Other theories abound. One hypothesis—proposed by a South China Morning Post columnist—suggests the crash was orchestrated by a pyramid scheme in mainland China linked to Hong Kong penny stocks.
Chinese Anti-Corruption Links
The HKEX and GEM market turbulence could be linked to the ongoing regulatory overhaul within China’s financial sector. The activities of some of China’s biggest overseas acquirers have recently been curtailed and a few influential financial and regulatory leaders were placed under investigation by anti-corruption watchdogs.
David Chung Wai Yip, chairman of GreaterChina, was arrested on April 20 by Hong Kong Independent Commission Against Corruption, according to a statement by the company.
Regulatory clampdowns on mainland Chinese stockbrokers could also have contributed to the Hong Kong volatility. “As capital was tightened up, some stock dealers might demand more money from clients because of limited supply. It ended up that one company didn’t get enough capital, resulting in a domino effect,” Zhiwei Zhang of Prudential Brokerage Ltd. told The Epoch Times.

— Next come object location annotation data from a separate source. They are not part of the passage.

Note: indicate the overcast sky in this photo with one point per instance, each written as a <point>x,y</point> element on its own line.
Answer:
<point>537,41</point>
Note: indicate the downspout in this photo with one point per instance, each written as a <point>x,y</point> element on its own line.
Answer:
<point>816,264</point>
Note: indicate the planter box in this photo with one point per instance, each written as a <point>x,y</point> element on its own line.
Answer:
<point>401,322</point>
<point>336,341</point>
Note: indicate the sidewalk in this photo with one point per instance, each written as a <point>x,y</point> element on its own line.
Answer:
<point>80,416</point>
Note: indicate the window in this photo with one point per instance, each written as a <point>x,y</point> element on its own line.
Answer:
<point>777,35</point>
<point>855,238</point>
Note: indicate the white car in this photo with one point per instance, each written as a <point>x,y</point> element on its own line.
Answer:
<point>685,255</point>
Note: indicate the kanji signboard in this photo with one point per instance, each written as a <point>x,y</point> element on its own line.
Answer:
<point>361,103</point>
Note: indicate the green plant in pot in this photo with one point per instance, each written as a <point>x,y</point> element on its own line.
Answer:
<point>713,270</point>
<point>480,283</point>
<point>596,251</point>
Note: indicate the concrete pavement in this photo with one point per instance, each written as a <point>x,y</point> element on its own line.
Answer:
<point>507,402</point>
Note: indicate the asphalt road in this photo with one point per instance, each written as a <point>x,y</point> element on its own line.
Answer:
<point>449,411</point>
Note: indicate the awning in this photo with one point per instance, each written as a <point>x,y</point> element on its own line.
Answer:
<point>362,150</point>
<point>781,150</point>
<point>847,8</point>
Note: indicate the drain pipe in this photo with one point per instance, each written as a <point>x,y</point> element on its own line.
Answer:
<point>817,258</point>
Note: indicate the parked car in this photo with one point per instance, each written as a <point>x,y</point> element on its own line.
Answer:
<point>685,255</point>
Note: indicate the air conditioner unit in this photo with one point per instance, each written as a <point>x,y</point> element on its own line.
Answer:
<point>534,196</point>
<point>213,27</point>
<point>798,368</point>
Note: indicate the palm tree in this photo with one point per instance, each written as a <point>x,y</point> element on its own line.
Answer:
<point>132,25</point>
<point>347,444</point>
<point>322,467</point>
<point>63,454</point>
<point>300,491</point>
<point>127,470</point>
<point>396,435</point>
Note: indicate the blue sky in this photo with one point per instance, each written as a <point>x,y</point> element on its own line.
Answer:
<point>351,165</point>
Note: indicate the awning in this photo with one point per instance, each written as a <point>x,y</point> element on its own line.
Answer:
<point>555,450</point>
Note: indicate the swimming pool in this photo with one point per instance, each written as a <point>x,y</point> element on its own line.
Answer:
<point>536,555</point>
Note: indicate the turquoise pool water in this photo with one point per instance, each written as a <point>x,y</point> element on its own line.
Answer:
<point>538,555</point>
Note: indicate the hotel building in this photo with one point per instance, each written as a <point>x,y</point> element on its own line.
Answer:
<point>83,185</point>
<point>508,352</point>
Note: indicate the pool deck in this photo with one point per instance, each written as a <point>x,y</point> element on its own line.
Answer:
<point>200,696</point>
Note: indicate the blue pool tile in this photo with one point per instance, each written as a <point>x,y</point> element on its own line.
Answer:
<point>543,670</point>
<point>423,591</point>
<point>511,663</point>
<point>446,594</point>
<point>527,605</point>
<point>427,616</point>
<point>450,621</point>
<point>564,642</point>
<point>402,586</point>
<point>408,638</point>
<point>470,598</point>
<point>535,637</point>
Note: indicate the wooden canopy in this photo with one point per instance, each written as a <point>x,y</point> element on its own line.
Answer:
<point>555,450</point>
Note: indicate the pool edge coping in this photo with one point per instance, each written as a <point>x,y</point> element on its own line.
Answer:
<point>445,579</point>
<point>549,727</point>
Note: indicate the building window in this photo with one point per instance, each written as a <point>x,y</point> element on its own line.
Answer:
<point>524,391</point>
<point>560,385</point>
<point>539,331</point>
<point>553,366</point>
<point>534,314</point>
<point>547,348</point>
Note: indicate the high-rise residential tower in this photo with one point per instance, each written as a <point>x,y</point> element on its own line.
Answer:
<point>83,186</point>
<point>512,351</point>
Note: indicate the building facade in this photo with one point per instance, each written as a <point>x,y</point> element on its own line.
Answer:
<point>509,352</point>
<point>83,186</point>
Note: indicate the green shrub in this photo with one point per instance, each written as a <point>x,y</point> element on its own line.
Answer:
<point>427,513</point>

Zhang also saw a connection between the investigation and Chinese leader Xi Jinping’s crackdown on outbound capital flows. He said on June 28: “It could be that they want to tidy up the stock market before July 1 [the anniversary of Hong Kong handover] … and also to crack down on the disloyal and corrupt guys; that’s another possibility.”
Small-Cap Governance
Recent HKEX and GEM volatility have renewed calls for greater regulatory oversight within Hong Kong’s financial markets—the world’s fourth largest.
In particular, small-cap exchanges such as Hong Kong-based GEM, U.S.-based OTC Markets, and London-based AIM have long been criticized for being a haven for unvetted, often fraudulent companies.
For example, HKEX and GEM could use better rules to combat shell companies, whose stock could jump on expectations they will be acquired by Chinese firms for backdoor listing—acquiring an existing Hong Kong-listed entity to circumvent stringent filing and disclosure requirements. Such stock gains are purely speculative and not grounded in economic fundamentals.
There’s evidence authorities are about to take action. HKEX recently proposed a review of GEM and changes to stock listing requirements, according to a notice to seek public comment filed June 16.
The proposals, among other changes, seek to address critical issues related to “quality and performance of applicants to, and listed issuers, on GEM.”